PAYERS OF LIQUOR INTERNAL REVENUE TAX

SECTION 3240. Each collector of internal revenue shall, under regulations of the Commissioner of Internal Revenue, place and keep conspicuously in his office, for public inspection, an alphabetical list of the names of all persons who shall have paid special taxes within his district, and shall state thereon the time, place and business for which such special taxes have been paid, and upon application of any prosecuting officer of any state, county or municipality he shall furnish a certified copy thereof, as of a public record for which a fee of one dollar for each one hundred words or fraction thereof in the copy or copies so requested may be charged.

WILSON LAW, REGULATING INTERSTATE COMMERCE

IN INTOXICATING LIQL'OR That all fermented, distilled or other intoxicating liquors or liquids transported into any state or territory or remaining therein for use, consumption, sale or storage therein shall, upon arrival in such state or territory, be subject to the operation and effect of the laws of such State or territory enacted in the exercise of its police powers to the same extent and in the same manner as though such liquids or liquors had been produced in such state of territory, and shall not be exempt therefrom by reason of being introduced therein in original packages or otherwise. (Approved, August 8, 1890.)

ACT RELATING TO DELIVERY. LABELING AND C. O. D.

SHIPMENTS OF INTOXICATING LIQUOR SECTION 238. Any officer, agent, or employee of any railroad company, express company, or other common carrier, who shall knowingly deliver or cause to be delivered to any person other than the person to whom it has been consigned, unless upon the written order in each instance of the bona fide consignee, or to any fictitious person, of to any person under a fictitious name, any spirituous, vinous, malted: fermented, or other intoxicating liquor of any kind which has been shipped from one state, territory or district of the United States, or. place noncontiguous to but subject to the jurisdiction thereof, into any other state, territory or district of the United States, or place noncontiguous to but subject to the jurisdiction thereof, or from any foreign country into any state, territory or district of the United States, or place noncontiguous to but subject to the jurisdiction thereof, shall be fined not more than $1,000, or imprisoned not more than two years, or both.

Sec. 239. Any railroad company, express company, or other common carrier, or any other person who, in connection with the transportation of any spirituous, vinous, malted, fermented or other intoxicating liquor of any kind from one State, territory or district of the United States, or place noncontiguous to but subject to the jurisdiction thereof, into any other State, territory or district of the United States, or place noncontiguous to but subject to the jurisdiction thereof or from any foreign country into any State, territory, or district of the United States, or place noncontiguous to but subject to the jurisdiction thereof, shall collect the purchase price or any part thereof before, on, or after delivery from the consignee, or from any other person, or shall in any manner act as the agent of the buyer or seller of any such liquor, for the purpose of buying or selling or completing the sale thereof, saving only in the actual transportation and delivery of the same, shall be fined not more than $5,000.

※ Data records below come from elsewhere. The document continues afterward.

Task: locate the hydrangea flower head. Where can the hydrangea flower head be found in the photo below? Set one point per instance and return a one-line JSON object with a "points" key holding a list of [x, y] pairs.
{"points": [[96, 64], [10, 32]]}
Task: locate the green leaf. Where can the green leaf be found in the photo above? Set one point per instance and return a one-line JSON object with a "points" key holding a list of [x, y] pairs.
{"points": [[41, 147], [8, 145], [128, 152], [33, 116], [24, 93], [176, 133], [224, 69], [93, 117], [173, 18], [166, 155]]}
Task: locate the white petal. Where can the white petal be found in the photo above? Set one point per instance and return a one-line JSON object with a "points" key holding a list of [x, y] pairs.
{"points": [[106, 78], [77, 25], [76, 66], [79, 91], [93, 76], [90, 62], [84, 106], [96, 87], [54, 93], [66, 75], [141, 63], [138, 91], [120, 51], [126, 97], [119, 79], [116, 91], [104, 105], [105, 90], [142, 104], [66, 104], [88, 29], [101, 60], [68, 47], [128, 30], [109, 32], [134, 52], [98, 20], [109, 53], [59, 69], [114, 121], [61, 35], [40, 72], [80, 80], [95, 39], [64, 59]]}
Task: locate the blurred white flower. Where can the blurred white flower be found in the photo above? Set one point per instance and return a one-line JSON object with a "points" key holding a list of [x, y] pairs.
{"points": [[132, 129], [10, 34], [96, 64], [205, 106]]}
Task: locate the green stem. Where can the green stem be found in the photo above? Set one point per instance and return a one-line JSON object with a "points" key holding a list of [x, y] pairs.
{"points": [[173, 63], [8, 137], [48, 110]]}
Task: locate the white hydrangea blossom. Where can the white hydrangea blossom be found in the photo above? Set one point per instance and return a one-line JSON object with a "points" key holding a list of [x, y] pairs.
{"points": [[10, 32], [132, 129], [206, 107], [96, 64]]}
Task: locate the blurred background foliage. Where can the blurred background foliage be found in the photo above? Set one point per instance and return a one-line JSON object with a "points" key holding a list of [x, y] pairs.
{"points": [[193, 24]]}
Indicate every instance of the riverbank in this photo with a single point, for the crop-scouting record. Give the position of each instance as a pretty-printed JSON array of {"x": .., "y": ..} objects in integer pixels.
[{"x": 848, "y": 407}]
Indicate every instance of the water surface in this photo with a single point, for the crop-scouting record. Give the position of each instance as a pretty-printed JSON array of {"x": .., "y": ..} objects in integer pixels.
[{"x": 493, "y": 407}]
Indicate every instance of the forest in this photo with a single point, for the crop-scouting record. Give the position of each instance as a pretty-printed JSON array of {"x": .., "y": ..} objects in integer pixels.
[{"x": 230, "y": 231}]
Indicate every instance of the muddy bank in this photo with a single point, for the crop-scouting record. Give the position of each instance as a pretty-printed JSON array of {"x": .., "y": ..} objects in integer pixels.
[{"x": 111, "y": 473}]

SEC. 240. Whoever shall knowingly ship or cause to be shipped from one State, territory or district of the United States, or place noncontiguous to but subject to the jurisdiction thereof, into any other State, territory or district of the United States, or place noncontiguous to but subject to the jurisdiction thereof, or from any foreign country into any State, territory or district of the United States, or place noncontiguous to but subject to the jurisdiction thereof, any package of or package containing any spirituous, vinous, malted, fermented or other intoxicating liquor of any kind unless such package be so labeled on the outside cover as to plainly show the name of the consignee, the nature of its contents, and the quantity contained therein, shall be fined not more than $5,000; and such liquor shall be forfeited to the United States, and may be seized and condemned by like proceedings as those provided by law for the seizure and forfeiture of property imported into the United States contrary to law.